Expert-excluded implementation
I always like to start excluding the experts from work on a system when they start becoming too much of a focus of knowledge. In my experience, the expert should consult on the design of a new feature or refactor (see above), but that should be the limit. Let them work on something else. If things go off the rails, the expert can assist. The rest of the time, the team is learning and serving the roadmap.
What doesn't work?
I do want to address a couple things that haven't seemed to work. They come up a lot as suggestions in retros. I don't like to steer the conversation too aggressively in retros that I facilitate, but this can be a case where it's necessary.
First, we have paired programming. I "grew up" as a software engineer during the XP hype. I have never seen an engineering exercise XP ideas (like paired programming) consistently. I hear that they exist. I haven't seen them. Pairing usually means a brief session of sitting together to figure out a particular problem. That doesn't cause a lot of knowledge transfer.
Additionally, the whole idea feels kind of wasteful. We're asking the expert to sit with an engineer learning the system to work on a task. That expert is...what...expected to tell the other engineer what to do? Not tell the other engineer what to do? Some balance where the expert knows the solution but shouldn't say it? Long-term paired programming requires a more level playing field. This is probably why paired programming, in practice, tends to be targeted and brief.
The other suggestion coming from retros goes something like this: "Just try to avoid having the expert pick up tasks for that system." It's well-meaning, but we get back into schedule pressure. If it takes another engineer longer, the buffer in delivery schedules can disappear. It's also too much hope pinned on good intentions rather than a structured approach to spreading the knowledge.
Documentation
Let's take a moment to talk about documentation. Documentation, as in something written down already, doesn't provide a lot of useful knowledge transfer. Documents provide, in my experience, less concrete benefit than brown bags.
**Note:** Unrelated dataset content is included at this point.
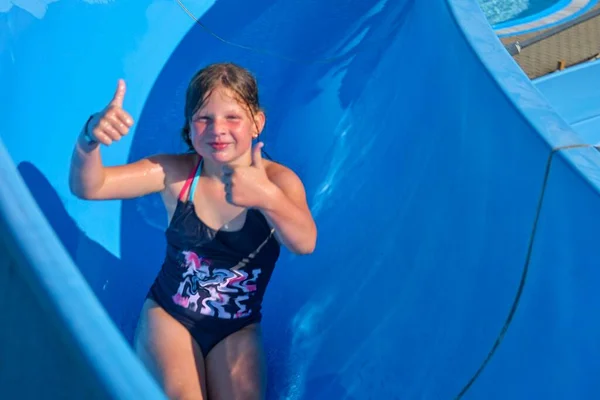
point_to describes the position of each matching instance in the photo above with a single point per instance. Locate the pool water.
(498, 11)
On the other hand, writing documentation can transfer a lot of knowledge. For complex systems, I find a dual benefit to having non-experts write the documentation. First, someone else learns the inner depths of the system. As they say, the best way to learn is to teach.
Second, the documentation will be better. How? Experts know too much. They hold too many assumptions and expectations. Documents written by the system expert often leave out important context. On the other hand, documents written by someone new to the system will include details that they had to learn in order to write. I don't think this is as effective as refactoring or implementing a feature at knowledge transfer, but it does give you better documentation for when you do need to communicate some of this expertise in written form.
Wrapping Up
Look, we all know the best way to learn is through doing. Product delivery timelines are tight, so the best place for sharing knowledge and breaking down silos is engineering-driven work. Technical debt reduction, bug fixes, and internal documentation provide much more timeline flexibility, meaning they can be more effective and consistent.
You have to remember that silos are not broken down over night. In reality, they aren't even broken down, just widened. You don't need your entire team to be equally knowledgeable about every system. You just need enough distribution to mitigate the worst risks.